Even the anthem written as benedictory to the Beatle-hippie triumph, “All You Need Is Love,” was conflicted: buoyed by an aura of revelry, it was at its core as bone-tired and fuzzy-tongued as the ragged end of a long party. John sang the words of the title with an unmistakable flatness of vocal aspect, laying sarcasm and the smack of chewing gum between the lines.

And, of course, “it” isn’t easy. More than not “it” is hard. Certainly learning how to play the game, which ever game you’re talking about, can be hard. Ian MacDonald described the “It’s easy” refrain as “half-ingenuous, half-sarcastic.”[3] However, I digress. I don’t really care if the song was the flower power anthem of all time or the most shallow, lazy, cynical lyric ever written. My point here is that it nicely represents how I feel about things on this raining cold day. Nothing I have done hasn’t been done before. Nothing I can imagine hasn’t been imagined before. It’s even possible, nothing I have thought hasn’t been thought before.

Over dinner I asked my wife what the difference was between having a purpose and serving a purpose. Without hesitation she said: “Having a purpose is about identity. Serving a purpose is about utility.” She was right. Having a purpose is easy, in that I am the purpose. But serving a purpose, having genuine and unique utility, now that’s something else. I serve no unique utility, or if the word utility seems too mechanical, substitute efficacy, or effectiveness, or even worth.

Remembering we’re taking about the really big picture, it’s time to ask: So where’s the light?

Václav Havel wrote, and I must confess I don’t remember where, that the Soviet dominance in eastern and central Europe collapsed in part due to the almost entirely unnoticed actions of individuals. He gave this example: A person writes an samizdat essay, makes twelve carbon copies which are handed from reader to reader. The act itself is insignificant—twelve copies of one essay read by a handful of people in the face of Soviet oppression. However, Havel insists that the accumulation of virtually invisible acts brought down the great Soviet edifice. If true, that unseen writer with his almost unnoticed essay had a purpose in the big scheme of things. 

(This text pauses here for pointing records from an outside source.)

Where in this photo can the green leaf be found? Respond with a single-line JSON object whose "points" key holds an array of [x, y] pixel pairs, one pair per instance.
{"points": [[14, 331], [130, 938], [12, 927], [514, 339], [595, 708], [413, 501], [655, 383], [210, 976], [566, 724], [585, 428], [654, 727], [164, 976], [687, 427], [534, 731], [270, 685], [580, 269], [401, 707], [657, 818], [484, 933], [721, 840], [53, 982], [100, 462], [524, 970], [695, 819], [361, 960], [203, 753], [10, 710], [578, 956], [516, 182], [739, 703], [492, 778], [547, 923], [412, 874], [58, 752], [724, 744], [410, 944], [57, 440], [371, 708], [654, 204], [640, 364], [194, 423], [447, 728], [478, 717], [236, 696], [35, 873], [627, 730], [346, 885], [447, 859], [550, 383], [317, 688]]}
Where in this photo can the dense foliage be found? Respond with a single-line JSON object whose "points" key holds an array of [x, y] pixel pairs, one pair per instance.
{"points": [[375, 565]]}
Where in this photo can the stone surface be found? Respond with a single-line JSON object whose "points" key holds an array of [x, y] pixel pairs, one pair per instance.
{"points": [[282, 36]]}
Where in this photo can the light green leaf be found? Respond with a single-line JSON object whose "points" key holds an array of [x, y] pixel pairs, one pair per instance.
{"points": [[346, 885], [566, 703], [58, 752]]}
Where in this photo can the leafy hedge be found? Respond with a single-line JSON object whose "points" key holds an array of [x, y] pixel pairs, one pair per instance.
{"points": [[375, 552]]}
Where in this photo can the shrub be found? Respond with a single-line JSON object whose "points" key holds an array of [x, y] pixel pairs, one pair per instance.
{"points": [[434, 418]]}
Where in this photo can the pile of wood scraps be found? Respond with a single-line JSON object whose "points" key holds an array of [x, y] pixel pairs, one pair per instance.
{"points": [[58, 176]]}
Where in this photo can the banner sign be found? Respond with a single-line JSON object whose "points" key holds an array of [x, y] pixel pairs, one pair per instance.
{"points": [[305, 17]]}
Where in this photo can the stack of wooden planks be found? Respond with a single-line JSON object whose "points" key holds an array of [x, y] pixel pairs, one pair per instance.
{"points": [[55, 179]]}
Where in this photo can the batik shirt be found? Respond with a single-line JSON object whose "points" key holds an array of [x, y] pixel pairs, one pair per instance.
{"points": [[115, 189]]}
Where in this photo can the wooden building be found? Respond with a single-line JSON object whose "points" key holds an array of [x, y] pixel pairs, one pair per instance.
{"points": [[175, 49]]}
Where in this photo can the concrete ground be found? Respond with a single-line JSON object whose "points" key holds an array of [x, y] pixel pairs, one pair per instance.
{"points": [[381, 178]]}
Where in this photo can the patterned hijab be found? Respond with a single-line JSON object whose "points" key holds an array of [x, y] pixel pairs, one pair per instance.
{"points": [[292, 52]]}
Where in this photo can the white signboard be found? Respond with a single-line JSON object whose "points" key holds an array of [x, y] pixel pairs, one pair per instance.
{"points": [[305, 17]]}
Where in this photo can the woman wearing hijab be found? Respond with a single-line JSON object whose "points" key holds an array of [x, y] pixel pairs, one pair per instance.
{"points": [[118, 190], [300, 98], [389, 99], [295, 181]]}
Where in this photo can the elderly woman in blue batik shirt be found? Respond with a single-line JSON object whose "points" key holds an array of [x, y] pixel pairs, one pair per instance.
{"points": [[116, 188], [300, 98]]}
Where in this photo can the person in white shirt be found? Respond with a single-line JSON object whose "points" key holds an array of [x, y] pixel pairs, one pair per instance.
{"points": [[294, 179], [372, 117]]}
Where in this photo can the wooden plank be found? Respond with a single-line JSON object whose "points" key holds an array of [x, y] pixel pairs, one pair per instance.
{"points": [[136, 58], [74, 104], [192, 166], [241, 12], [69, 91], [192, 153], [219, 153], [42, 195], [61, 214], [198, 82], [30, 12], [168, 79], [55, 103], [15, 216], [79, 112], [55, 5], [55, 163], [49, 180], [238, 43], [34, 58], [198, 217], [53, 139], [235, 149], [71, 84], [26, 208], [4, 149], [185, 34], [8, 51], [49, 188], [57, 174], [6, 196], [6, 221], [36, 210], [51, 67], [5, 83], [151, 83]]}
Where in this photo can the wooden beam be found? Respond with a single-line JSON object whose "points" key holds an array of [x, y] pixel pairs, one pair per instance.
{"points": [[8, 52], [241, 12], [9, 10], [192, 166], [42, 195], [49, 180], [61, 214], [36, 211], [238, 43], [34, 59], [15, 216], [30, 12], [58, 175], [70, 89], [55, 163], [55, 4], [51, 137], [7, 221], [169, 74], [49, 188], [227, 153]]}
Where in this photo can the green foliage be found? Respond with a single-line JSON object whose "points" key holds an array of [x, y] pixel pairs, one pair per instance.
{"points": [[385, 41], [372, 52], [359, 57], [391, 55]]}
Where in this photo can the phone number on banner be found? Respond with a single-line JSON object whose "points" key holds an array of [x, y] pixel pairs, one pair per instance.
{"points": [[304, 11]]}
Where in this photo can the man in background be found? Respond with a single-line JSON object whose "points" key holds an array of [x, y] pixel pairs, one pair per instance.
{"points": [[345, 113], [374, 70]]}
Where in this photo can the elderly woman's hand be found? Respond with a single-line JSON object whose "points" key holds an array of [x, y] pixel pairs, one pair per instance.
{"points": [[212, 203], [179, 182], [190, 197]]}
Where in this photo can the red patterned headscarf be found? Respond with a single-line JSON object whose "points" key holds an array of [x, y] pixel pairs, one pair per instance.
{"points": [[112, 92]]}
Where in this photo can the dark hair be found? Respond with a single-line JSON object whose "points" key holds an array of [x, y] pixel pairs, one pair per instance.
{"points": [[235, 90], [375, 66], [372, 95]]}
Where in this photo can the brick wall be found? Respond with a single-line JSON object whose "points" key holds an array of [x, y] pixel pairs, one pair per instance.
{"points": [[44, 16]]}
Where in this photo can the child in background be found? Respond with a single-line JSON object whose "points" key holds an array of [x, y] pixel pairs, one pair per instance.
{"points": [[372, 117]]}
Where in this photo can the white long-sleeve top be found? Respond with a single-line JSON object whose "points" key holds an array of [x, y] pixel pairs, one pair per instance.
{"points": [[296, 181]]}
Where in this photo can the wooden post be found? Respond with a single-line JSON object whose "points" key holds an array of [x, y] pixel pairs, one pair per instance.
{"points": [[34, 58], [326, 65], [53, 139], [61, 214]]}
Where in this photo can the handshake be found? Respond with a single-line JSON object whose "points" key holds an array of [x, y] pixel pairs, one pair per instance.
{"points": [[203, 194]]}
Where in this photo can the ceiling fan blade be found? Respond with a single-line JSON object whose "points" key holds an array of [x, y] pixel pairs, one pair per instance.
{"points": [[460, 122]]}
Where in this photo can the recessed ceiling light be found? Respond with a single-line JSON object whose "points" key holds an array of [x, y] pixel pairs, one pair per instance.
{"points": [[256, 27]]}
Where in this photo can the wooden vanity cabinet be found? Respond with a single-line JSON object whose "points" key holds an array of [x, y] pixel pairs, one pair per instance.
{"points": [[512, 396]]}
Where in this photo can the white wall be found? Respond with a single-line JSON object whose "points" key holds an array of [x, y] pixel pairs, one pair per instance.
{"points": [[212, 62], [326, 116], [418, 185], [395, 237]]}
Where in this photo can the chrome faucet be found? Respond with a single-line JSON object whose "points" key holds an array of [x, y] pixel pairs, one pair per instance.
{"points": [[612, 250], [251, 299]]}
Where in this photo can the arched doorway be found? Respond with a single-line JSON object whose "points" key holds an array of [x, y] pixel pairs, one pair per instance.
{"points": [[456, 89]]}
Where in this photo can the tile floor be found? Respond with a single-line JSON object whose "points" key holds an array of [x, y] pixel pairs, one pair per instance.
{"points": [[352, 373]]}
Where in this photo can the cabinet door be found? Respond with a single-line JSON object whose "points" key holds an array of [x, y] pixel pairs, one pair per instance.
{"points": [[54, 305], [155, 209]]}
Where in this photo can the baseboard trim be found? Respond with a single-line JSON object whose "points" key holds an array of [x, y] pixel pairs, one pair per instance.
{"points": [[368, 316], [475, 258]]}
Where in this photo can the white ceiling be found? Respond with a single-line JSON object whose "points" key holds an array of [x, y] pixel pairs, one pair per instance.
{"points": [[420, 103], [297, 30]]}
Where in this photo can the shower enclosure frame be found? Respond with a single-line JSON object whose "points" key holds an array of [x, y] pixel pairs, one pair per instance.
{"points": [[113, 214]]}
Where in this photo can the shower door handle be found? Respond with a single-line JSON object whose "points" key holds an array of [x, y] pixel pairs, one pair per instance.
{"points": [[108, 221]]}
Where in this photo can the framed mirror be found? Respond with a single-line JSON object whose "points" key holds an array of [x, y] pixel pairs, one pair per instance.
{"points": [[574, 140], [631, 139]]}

Let me put it another way. The moral and ethical integrity of an act is not determined by its efficacy. Years ago when the world began acting to end apartheid in South Africa, I withdrew my $500 from the Bank of America because of that bank’s investments in that country. I wrote a letter to the bank president explaining the reasons for my decision and actions. I never heard back from the president. I dare say, the withdrawal of my pitiful $500 went unnoticed in the bank. However, two things are important here.

First, the moral integrity of my decision and action was not undermined by the efficacy of the action. Regardless of the acts almost meaninglessness in the big picture, the bank, it still had value and served a purpose, in this case the purpose of moral/ethical integrity. Obviously I’m making an assumption here, that moral and ethical integrity are import in the big picture.

Two, like the thousands of invisible samizdat writers in Eastern Europe years ago, the accumulative effect of little people like me removing our money from a big bank did eventually have an impact, and since I was one of the invisibles, I too served a purpose.

I think that’s the best I can do, though more thought may be needed. Or, perhaps, a sunny day would help.

Copyright © 2018 Dale Rominger


[1] All You need is Love by the Beatles, credited to Lennon—McCartney, but written by John Lennon.

[2] McKinney, Devin. Magic Circles: The Beatles in Dream and History. Cambridge: Harvard University Press, 2003, p. 200.

[3] MacDonald, Ian. Revolution in the Head: The Beatles’ Records and the Sixties. London: Fourth Estate, 1994, p. 210.